When things get spicy in food it’s usually time to call up some off-dry and even semi-sweet wine, but no, this dry bastard was having none of it!
Above all the combined freshness of the wine and food really stood out.

Bin 9000 Semillon 2003 with Mcguigan's white wine maker Peter Hall

Sadly, you won’t find any of these premium wines in the UK, however, I’ve heard reliable rumours that Tesco.com will be doing a VERY limited premium mix case soonish and it might have some of this stuff in it…..stay tuned I will let you know when it’s out.

Any chef who openly winds up their sommelier on Twitter deserves a mention on this blog! In fact any chef who twitters from the kitchen deserves recognition. Follow Alexis here @roussillon_sw1

Alexis Gauthier is the man behind Roussillon

Finally,  had to add a picture of this guy.  Neil McGuigan is chief winemaker and heir to McGuigan wines.  He is hilarious, and really knows how to have a good time. Despite being completely jet-lagged and on a very regimented wine tour, he was by far the most energetic in the room.
It’s when you meet personalities like Neil that you realise all is not pompous in the wine trade.

Neil McGuigan - keeping the wine trade in check

December 15, 2009

Rhone Gang – making wines you can’t refuse

Have you heard of the Rhône Gang? No?
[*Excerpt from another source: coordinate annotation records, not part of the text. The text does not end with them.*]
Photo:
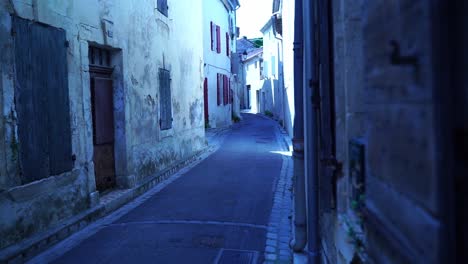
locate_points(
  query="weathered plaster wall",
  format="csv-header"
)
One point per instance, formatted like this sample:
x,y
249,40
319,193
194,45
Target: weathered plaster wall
x,y
143,41
214,63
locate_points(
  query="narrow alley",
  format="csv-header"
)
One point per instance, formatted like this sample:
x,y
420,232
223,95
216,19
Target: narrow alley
x,y
233,131
217,211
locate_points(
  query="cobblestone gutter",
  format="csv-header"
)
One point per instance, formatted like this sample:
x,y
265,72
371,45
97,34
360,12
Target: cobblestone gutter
x,y
280,226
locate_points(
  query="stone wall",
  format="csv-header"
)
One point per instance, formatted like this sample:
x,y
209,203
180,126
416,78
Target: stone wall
x,y
388,105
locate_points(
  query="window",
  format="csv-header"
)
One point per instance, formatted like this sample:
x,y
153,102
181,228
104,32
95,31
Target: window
x,y
273,65
165,103
214,42
162,7
218,39
226,90
228,41
42,100
220,88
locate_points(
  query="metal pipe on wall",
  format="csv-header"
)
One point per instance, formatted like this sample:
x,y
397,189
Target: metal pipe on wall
x,y
300,220
311,99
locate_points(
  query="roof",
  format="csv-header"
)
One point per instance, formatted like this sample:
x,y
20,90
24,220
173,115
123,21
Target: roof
x,y
253,53
243,44
267,25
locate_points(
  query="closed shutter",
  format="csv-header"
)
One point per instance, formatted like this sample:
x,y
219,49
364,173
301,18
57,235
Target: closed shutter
x,y
226,94
228,50
42,100
218,93
218,39
162,7
212,35
165,102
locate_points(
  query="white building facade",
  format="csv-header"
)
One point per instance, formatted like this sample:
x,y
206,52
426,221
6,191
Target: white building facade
x,y
219,35
273,86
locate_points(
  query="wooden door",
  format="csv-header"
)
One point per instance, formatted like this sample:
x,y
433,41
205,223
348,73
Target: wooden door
x,y
103,132
205,96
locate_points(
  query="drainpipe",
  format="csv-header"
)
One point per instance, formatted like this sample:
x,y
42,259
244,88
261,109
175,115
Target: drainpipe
x,y
300,231
311,105
35,10
280,70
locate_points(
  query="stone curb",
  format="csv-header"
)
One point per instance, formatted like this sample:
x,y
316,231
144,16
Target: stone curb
x,y
23,251
280,225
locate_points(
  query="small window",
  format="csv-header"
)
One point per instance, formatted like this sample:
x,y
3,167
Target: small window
x,y
273,65
218,39
165,103
162,7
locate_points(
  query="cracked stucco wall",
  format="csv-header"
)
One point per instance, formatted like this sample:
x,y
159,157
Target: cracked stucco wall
x,y
143,41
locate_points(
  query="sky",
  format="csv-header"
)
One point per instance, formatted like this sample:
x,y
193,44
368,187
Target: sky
x,y
252,16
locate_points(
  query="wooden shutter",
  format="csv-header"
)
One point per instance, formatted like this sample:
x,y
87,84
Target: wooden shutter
x,y
218,39
212,35
42,100
165,121
218,92
226,94
205,97
162,7
228,50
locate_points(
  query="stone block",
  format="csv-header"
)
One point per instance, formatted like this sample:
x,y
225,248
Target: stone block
x,y
401,150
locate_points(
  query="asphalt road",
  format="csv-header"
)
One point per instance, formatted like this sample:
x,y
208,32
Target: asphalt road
x,y
217,212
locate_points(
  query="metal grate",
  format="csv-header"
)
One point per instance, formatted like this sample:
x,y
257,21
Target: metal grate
x,y
232,256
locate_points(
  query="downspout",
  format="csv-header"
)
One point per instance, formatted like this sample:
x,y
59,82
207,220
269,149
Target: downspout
x,y
300,231
311,105
35,10
280,70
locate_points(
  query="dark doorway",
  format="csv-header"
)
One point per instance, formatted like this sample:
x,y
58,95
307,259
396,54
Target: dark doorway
x,y
102,101
205,96
258,101
248,97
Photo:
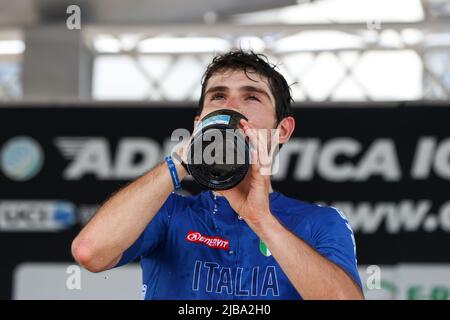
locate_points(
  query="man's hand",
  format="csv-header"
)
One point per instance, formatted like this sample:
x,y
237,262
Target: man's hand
x,y
251,200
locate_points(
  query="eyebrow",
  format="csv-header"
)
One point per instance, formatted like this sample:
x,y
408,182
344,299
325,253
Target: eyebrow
x,y
243,88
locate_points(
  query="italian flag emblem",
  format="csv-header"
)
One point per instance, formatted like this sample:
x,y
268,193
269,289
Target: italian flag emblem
x,y
263,248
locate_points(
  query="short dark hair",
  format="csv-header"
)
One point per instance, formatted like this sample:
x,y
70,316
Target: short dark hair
x,y
251,62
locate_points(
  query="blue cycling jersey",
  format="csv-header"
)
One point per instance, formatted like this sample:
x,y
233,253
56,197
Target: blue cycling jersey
x,y
197,247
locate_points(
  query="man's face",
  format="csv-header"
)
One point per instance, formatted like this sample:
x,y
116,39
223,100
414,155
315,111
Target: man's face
x,y
234,90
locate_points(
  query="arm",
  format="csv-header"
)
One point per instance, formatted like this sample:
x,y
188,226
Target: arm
x,y
310,273
314,276
122,219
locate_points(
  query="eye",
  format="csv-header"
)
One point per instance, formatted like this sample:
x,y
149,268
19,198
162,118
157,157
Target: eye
x,y
218,96
253,98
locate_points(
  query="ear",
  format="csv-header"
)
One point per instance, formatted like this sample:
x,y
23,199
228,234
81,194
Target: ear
x,y
286,127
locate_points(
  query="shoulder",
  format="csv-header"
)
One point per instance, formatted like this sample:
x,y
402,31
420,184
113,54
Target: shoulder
x,y
296,206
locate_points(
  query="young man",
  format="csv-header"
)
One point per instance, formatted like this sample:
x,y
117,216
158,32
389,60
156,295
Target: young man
x,y
247,242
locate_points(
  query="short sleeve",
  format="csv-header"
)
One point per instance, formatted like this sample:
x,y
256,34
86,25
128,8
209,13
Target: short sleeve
x,y
333,238
153,234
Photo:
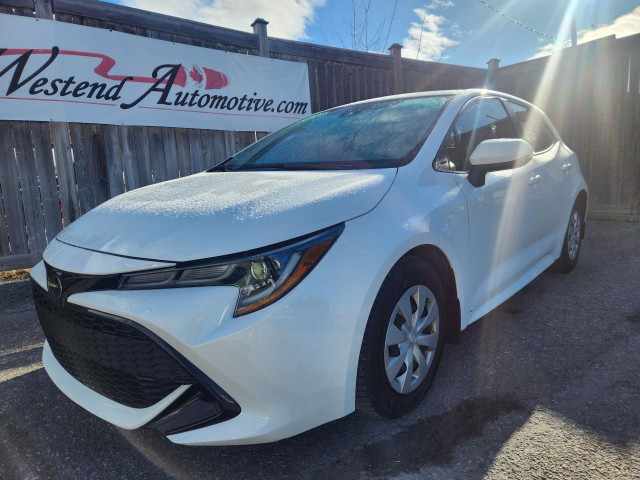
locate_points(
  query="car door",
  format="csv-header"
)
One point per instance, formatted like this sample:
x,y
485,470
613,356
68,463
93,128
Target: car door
x,y
552,168
505,213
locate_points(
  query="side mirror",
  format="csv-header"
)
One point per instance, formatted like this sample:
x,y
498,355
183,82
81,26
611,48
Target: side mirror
x,y
498,154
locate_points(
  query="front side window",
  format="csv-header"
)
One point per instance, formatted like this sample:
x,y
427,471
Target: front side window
x,y
481,119
386,133
532,127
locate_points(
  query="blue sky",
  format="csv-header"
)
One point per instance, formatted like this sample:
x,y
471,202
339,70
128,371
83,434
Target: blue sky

It’s probably because they are still underground, peddling their wares to mob bosses across the land.  Or most-likely because they are just recently being launched in the UK.
I ran into them two years ago at Vinisud.  Then, they were talented, Rhône winemakers trying to promote themselves en force, only at the begining of their underworld rulings.

The Rhone Gang - during their more innocent times

Now, things have changed. Individually, the wines are still excellent and have been recognised by some very influential wine writers on both sides of the pond.  But even better, and what sets them apart from other winery alliances (the Douro Boys for instance) is the Rhône Gang are making wine under their own Rhône Gang label, and it’s good.  Recently, Jason Haynes of Flint Wines (the Gang’s UK affiliation), made me an offer I couldn’t refuse, to come and try the wines, reviews are below.

During their un-steady younger years. Sadly, Pencil-head Eddie (on the far left) died tragically in a hose-pipe incident

I’ve also heard on good authority, that  Wanted 2006 is one of the most popular wines at the newly opened Galvin La Chapelle and that no strong arm tactics were used to get it a listing.

With this combination of good wine, creative labels and quirky website, the Rhône Gang is destined to be a hit in the next decade.

The Gangsters are comprised of the wineries – Avitus, Ch de Montfaucon, Ch Pesquié and Ch de St Cosme

Hold Up 2007

The Rhône Gang £9.95  Pinot Noir/Grenache Flint Wines -  0207 582 2500 www.flintwines.com

WTF. A Pinot/Grenache (70/30) blend from the Rhône?!?! Something we might see from Australia but France…JAMAIS!!

This wine throws away all those ‘France can’t compete with new world innovation’ accusations out with the spit-bucket. Pinot is sourced from Burgundy and Grenache from S.Rhône, as most of you might know, two completely separate areas on the French wine map. Sure we see Shiraz-Cabernet blends from Australia and there are Pinot blends from Chile.  In France, it’s sacrilege to openly blend wine with that from other regions (I say openly, because lots of wineries do it illegaly).

Fragrant, savoury, cherry (Pinot) nose and juicy red berry (Grenache) on the palate, backed by soft tannins. A very nice, every day drinking wine.

Wanted 2006

The Rhône Gang £23.50 Grenache/Syrah.Mourvèdre/Carignan/Cinsault and Cournoise
Flint Wines – 0207 582 2500 www.flintwines.com

Heavy, rich nose that is full of fruit and gushing with blackberries. It tastes just as good as it smells and is actually kind of savoury with rich, concentrated berry flavours…all that and perfectly balanced.